L’ARTISANAT DES FEUILLES DE PALMIER DANS LE SUD TUNISIEN
Issue 7
L ’étude porte sur une technique traditionnelle : la fabrication d’objets à partir des feuilles de palmier (sa’f), et sur un lieu particulier : la région de Nefzaoua, dans le Sud tunisien. Le travail du sa’f dans cette région remonte loin dans le passé, mais il a connu un certain recul par comparaison avec d’autres zones d’oasis, telles que celles du Djérid ou de la ville de Gabès. Alors que de nombreuses personnes s’y adonnaient dans la plupart des villages de la région, seuls, aujourd’hui, quelques hommes et femmes âgés maintiennent cette tradition, les objets fabriqués ayant cessé de jouer le rôle primordial qu’ils avaient auparavant, du fait de l’invasion des produits en plastique. L’auteur met l’accent, au début de son étude, sur les matériaux et les outils de travail en usage : le sa’f constitue le matériau de base, il est disponible en grande quantité dans la région mais les feuilles de palmier, y compris lorsqu’il s’agit du même arbre, ne sont pas toutes de la même qualité.

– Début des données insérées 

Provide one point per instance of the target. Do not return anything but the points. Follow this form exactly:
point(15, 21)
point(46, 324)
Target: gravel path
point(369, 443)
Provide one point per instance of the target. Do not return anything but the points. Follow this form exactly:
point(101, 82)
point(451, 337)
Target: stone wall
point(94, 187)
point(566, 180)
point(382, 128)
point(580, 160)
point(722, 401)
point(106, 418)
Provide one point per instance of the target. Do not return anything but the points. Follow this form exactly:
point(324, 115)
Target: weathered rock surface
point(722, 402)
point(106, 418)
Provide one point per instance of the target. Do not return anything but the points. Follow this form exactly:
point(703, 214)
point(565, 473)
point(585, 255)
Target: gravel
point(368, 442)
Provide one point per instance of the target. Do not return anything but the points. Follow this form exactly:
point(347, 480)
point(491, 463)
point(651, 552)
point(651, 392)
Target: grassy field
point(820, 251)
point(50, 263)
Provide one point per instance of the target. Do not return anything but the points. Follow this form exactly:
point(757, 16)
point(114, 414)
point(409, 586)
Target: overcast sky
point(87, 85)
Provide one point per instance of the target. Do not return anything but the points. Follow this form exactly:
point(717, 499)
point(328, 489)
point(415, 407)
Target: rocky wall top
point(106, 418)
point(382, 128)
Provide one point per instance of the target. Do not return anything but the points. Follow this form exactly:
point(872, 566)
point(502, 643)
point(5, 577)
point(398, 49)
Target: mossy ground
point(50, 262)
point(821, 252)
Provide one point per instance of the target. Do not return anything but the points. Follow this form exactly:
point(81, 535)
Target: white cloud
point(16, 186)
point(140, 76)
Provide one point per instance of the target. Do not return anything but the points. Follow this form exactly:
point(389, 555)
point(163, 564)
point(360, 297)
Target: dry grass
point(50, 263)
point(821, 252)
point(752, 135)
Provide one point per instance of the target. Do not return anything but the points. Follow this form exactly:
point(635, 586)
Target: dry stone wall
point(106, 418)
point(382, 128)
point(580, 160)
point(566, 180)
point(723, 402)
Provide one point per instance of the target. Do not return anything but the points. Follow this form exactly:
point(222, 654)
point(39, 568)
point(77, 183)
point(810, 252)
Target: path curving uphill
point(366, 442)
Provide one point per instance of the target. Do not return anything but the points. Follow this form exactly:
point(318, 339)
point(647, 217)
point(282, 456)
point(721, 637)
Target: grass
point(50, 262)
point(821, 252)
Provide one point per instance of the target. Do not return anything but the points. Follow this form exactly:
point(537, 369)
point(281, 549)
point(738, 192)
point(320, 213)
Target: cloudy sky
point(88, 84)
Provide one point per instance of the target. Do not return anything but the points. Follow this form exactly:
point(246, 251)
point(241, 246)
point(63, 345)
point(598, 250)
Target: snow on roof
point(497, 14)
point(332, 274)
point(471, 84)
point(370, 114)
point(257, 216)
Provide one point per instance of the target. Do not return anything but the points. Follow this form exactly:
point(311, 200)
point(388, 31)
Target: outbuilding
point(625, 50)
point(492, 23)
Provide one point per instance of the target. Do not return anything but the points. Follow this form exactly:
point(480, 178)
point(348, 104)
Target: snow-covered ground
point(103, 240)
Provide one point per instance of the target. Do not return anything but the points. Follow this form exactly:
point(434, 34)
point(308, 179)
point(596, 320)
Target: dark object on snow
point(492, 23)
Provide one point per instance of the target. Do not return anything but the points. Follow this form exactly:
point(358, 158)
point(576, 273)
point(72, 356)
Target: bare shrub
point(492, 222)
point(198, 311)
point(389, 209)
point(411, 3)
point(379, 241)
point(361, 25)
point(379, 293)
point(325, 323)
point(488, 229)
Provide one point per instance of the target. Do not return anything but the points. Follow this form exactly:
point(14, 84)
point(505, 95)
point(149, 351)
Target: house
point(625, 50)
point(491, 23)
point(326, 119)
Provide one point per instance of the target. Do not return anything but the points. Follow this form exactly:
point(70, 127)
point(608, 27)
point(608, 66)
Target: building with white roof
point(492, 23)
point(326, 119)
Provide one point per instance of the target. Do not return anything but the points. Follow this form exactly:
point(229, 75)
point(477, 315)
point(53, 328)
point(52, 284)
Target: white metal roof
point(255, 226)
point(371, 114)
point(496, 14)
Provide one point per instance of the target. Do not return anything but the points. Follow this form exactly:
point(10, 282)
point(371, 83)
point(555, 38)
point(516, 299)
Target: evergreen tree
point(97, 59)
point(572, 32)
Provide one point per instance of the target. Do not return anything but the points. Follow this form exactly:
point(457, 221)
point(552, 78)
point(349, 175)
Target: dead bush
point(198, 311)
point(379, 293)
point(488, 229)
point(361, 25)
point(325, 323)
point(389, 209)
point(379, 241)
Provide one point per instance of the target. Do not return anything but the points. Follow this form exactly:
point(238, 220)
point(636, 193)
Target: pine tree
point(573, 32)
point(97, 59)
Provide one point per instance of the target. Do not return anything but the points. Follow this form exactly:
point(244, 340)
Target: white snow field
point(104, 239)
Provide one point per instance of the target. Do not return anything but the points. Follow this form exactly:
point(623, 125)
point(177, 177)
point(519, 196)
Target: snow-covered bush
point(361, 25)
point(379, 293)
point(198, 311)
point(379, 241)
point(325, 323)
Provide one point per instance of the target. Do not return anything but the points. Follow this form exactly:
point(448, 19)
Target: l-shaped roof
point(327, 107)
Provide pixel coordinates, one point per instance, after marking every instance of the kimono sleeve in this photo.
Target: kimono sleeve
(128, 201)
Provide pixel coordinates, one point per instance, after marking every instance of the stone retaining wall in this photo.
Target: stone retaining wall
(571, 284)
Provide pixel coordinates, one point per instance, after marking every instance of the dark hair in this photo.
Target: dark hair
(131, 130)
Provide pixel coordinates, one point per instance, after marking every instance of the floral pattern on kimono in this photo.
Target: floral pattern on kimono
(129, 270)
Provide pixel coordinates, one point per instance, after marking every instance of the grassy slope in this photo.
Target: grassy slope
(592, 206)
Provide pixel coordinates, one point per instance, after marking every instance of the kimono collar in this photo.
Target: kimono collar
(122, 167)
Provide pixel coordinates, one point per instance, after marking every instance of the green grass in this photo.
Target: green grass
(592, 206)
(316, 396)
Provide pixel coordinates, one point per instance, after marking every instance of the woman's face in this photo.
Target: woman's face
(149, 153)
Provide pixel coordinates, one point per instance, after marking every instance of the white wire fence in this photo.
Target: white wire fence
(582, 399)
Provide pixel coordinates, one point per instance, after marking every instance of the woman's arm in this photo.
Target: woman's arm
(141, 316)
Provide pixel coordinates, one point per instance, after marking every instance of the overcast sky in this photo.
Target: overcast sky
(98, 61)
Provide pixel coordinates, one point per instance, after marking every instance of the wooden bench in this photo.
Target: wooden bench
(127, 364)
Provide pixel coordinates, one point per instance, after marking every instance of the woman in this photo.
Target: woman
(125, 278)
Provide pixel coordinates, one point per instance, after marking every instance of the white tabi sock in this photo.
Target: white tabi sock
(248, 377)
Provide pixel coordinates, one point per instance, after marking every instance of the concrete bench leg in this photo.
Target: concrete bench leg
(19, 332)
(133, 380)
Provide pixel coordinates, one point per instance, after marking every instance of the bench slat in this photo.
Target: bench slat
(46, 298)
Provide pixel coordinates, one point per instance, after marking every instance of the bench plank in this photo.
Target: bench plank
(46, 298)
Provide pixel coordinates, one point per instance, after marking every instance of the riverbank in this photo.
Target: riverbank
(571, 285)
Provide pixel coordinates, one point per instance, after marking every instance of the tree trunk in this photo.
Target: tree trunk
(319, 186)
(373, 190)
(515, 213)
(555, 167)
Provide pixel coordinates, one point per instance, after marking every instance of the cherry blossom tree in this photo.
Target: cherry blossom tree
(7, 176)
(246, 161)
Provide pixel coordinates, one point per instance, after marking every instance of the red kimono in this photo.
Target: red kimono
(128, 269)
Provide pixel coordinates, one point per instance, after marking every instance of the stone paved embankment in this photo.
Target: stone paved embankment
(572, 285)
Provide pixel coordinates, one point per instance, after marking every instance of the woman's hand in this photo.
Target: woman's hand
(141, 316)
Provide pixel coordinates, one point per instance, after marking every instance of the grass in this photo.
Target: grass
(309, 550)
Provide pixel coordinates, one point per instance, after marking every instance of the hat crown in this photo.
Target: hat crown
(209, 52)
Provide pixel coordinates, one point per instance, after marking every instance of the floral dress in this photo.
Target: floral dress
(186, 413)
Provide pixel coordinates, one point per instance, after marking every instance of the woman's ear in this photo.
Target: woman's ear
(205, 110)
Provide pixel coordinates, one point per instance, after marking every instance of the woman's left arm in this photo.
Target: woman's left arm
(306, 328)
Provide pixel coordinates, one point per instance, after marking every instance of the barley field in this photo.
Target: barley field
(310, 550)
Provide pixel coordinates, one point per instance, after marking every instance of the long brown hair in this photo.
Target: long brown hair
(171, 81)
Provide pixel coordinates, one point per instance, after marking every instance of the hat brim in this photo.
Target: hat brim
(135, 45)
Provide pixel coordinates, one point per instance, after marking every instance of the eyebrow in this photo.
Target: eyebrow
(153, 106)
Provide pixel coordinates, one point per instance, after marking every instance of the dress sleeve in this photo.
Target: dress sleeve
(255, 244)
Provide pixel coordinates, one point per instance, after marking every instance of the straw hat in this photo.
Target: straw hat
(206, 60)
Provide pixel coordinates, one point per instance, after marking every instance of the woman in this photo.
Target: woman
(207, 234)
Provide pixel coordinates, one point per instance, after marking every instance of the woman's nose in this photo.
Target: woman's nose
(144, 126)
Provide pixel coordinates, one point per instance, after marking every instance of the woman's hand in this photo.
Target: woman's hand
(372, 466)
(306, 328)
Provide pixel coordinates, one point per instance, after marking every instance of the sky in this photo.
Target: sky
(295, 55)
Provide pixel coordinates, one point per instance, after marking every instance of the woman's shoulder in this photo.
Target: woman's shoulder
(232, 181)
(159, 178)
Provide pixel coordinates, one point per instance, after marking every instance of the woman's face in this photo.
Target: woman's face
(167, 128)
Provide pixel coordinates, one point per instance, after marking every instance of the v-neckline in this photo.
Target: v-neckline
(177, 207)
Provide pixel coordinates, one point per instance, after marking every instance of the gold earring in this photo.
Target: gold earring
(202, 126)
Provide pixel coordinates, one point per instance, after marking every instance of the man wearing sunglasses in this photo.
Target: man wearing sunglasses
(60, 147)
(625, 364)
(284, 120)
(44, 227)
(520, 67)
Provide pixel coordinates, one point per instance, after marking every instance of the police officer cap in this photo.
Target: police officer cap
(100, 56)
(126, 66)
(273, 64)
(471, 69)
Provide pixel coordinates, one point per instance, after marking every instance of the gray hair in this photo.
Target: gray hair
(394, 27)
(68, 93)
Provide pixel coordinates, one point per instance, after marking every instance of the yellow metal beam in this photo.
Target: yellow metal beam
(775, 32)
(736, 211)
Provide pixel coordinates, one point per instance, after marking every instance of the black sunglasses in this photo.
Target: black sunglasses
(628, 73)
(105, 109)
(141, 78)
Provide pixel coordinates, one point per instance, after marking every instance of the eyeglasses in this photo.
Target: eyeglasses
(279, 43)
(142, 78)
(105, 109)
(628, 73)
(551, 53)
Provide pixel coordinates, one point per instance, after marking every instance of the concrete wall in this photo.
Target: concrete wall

Le sa’f sec et dur n’est guère utilisé, seules sont en fait transformées les feuilles du coeur du palmier. La dimension varie également d’un palmier à l’autre, la feuille peut être large, ici, longue, dans tel palmier, courte, dans tel autre. Certains produits, tels que la poudre de teinture, les fils et cordes pour les coutures et certaines tiges ou branches, sont nécessaires au travail de l’artisan. Quant aux outils, les plus courants sont la achfa (grosse aiguille), le couteau pour trancher les feuilles, l’aiguisoir pour l’entretien des outils métalliques…
La deuxième partie passe en revue les techniques en usage, dans ce type d’artisanat, mettant en évidence deux types de techniques : celle dite du seff que l’on appelle aussi dhfirâ (tressage) qui ne fait pratiquement appel qu’à l’adresse manuelle de l’artisan ; et celle de la couture où il est fait recours à la achfa. Le travail est précédé d’une étape préparatoire commune aux deux techniques qui se subdivise, à son tour, en différentes étapes plus délicates car exigeant une grande concentration, toute précipitation ne pouvant aboutir qu’à un produit de qualité moindre. Il s’agit en fait de quatre étapes : le séchage ; le stockage ; la teinture et la macération. On remarquera l’existence d’une spécialisation par sexe des tâches à accomplir : les hommes se chargent
uniquement du tressage, et tout ce qui a trait à la couture est laissé aux femmes qui y excellent. Même si celles-ci sont capables d’assumer certaines tâches masculines, ces tâches sont généralement réservées aux hommes. En outre, chacun se charge de fabriquer les objets et instruments dont il a besoin au quotidien : l’homme qui est aussi paysan produira ce dont il a besoin dans l’oasis, la femme se contentant de fabriquer les outils et ustensiles domestiques. Faut-il rappeler que tous ces artisans, à l’instar de la majorité des artisans dans les villages et les zones rurales, ne possèdent ni échoppes ni ateliers et travaillent chez eux, et que cette activité n’occupe pas toutes leurs journées mais qu’ils n’y consacrent, le plus souvent, que leurs heures de loisir.
Dans la dernière partie de l’étude, l’auteur propose une classification par groupes des produits en sa’f en se fondant, d’abord et pour plus de facilité, sur le type de technique utilisé, ensuite sur la fonction. Ainsi, nous avons, parmi les produits exigeant le recours à la couture, le plat, le couvercle et la rounia (panier ayant la forme d’une jarre). Le premier sert à la présentation des mets qui sont protégés par le couvercle, tandis que la rounia est utilisée pour le transport des céréales, des dattes ou des olives de l’oasis vers le village mais aussi pour le stockage de ces produits dans les maisons. Les objets fabriqués selon la technique du seff (tressage) sont beaucoup plus répandus que les objets cousus, lesquels sont utilisés comme nattes ou comme tapis à prière. Ils peuvent aussi avoir la forme de paniers (couffins), de jawlaks pour le stockage ou de chapeaux (assez semblables aux chapeaux de paille) …
Ce type d’activité artisanale qui reste très répandu et dont les produits extrêmement variés sont encore en usage dans de nombreux domaines est digne de l’intérêt des chercheurs qui devraient élargir leurs enquêtes sur le terrain et susciter la collaboration d’instances scientifiques spécialisées. Car il s’agit d’un patrimoine culturel matériel qui fait partie de la culture populaire dans ses manifestations locales concernant des populations vivant loin des villes et des grandes agglomérations, et qui, en outre, contient une part importante de ce patrimoine immatériel que représentent toutes ces inventions, compétences et expériences qui doivent être sauvegardées.